Tuesday, April 15, 2008

Market rebounds, scales above 16,150

The market witnessed a dramatic turnaround in early noon trades, as a change of guard from lower levels helped the index scale above 16,150 at close and clock gains of more than 340 points after the second session of the trading. The Sensex in the first half however traded exactly the opposite of what it did in the second half. It resumed 114 points lower at 15,694 and shed another 121 points to slip below the 15,600 mark and touch the day's low of 15,573 amid weak US and Asian markets. While the market languished in negative territory and was on a recovery mode thereafter, the index rolled back into green in noon trades and surged to an intra-day high of 16,249 on fresh buoyancy in heavyweights, IT, Technology and health care stocks. The Sensex finally signed off the session with gains of 2.19% or 346 points at 16,154, while the Nifty advanced 2.13% or 102 points to close at 4,880.

The market breadth was positive. Of the 2,709 stocks traded on the BSE (Bombay Stock Exchange), 1,789 stocks advanced, 872 stocks declined and 48 stocks ended unchanged. Out of 13 sectoral indices, all indices ended higher. The BSE IT index scaled up by 5.55% followed by the BSE Teck index (up 4.08%), the BSE HC index (up 3.32%) and the BSE CD index (up 2.78%). However, the BSE Auto and the BSE Metal index ended with marginal gains.

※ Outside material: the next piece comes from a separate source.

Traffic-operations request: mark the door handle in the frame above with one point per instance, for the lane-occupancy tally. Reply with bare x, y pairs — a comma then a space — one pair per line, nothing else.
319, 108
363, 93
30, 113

Heavyweights spurred the late rally and notched up significant gains. Ranbaxy Laboratories soared 8.62% at Rs481.80, TCS advanced 7.37% at Rs975.10, Infosys added 6.21% at Rs1,510.80, Reliance Communications scaled up 5.38% at Rs519.80, Wipro rose 4.52% at Rs424.65 and HUL jumped 4.36% at Rs245.40. Satyam Computer, DLF, NTPC, ONGC, ICICI Bank, RIL, Cipla and Jaiprakash Associates gained over 2% each. Among the laggards Hindalco dropped 1.59% at Rs173.55, HDFC Bank lost 0.95% at Rs1,315.25, Ambuja Cement declined by 0.89% at Rs116.55, HDFC was marginally down at Rs1,264 and ACC lost 0.24% at Rs810.65.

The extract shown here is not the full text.